Recent studies have determined the best technique for improving the safety of thoracentesis. The patient should be sitting as upright as possible. Then, ultrasound the posterior back and locate a catheter insertion point at least 6 cm lateral to the spine and above the diaphragm. This new guideline to avoid an insertion site too medial is due to greater exposure of the intercostal vessels in this area. The greater exposure of vessels increases the risk of bleeding complications from an ultrasound-guided thoracentesis when the insertion site is within 6 cm of the spine. In addition, the patient should stay in the same position while their back is prepped and draped. Next, insert the catheter perpendicular to the back and immediately above the rib. Once the catheter is inserted, slow aspiration of the pleural fluid is required. Aspiration should be stopped if the patient experiences severe chest pain, severe dyspnea, subjective sensation of negative pleural pressure during aspiration, or aspiration of air.

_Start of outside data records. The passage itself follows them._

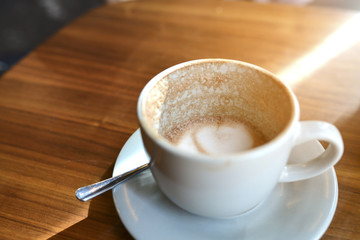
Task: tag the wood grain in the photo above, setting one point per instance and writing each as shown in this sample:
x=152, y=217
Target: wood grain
x=69, y=106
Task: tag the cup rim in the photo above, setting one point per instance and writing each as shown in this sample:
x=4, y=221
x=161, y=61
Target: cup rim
x=266, y=147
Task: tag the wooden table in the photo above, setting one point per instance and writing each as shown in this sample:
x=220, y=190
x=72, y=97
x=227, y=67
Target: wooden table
x=68, y=107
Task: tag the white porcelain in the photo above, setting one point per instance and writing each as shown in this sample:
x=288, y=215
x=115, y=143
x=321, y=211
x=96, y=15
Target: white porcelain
x=228, y=185
x=297, y=210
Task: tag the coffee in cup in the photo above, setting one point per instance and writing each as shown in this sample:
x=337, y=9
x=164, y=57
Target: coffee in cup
x=220, y=132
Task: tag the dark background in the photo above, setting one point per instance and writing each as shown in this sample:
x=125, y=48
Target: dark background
x=24, y=24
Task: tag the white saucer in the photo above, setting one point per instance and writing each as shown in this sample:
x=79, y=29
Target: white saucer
x=299, y=210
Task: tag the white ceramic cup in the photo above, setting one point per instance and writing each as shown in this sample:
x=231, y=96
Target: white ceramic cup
x=227, y=185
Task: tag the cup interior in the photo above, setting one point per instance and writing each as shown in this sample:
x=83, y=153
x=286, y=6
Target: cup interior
x=212, y=89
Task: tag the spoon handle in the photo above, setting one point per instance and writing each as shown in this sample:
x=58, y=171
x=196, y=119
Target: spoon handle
x=88, y=192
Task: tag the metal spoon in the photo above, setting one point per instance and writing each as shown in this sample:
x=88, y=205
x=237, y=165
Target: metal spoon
x=88, y=192
x=132, y=160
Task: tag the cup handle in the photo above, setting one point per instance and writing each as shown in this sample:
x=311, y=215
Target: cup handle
x=310, y=130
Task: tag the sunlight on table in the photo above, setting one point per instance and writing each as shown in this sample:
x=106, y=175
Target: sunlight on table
x=339, y=41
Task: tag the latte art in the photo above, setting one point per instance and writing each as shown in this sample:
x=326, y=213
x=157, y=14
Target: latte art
x=214, y=137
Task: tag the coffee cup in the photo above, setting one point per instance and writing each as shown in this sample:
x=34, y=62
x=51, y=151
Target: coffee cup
x=220, y=132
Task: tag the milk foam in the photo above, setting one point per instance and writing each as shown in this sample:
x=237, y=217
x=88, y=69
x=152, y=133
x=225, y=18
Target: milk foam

Following these procedural techniques will help reduce complications and improve safety during thoracentesis.
Shojaee S, et al. Ultrasound-guided pleural access. Semin Respir Crit Care Med. 2014 Dec; 35 (6): 693-705.
Puchalski J. Thoracentesis and the risks for bleeding: a new era. Curr Opin Pulm Med. 2014 Jul; 20 (4): 377-84.
Daniels CE, et al. Improving the safety of thoracentesis. Curr Opin Pulm Med. 2011; 17 (4): 232-6.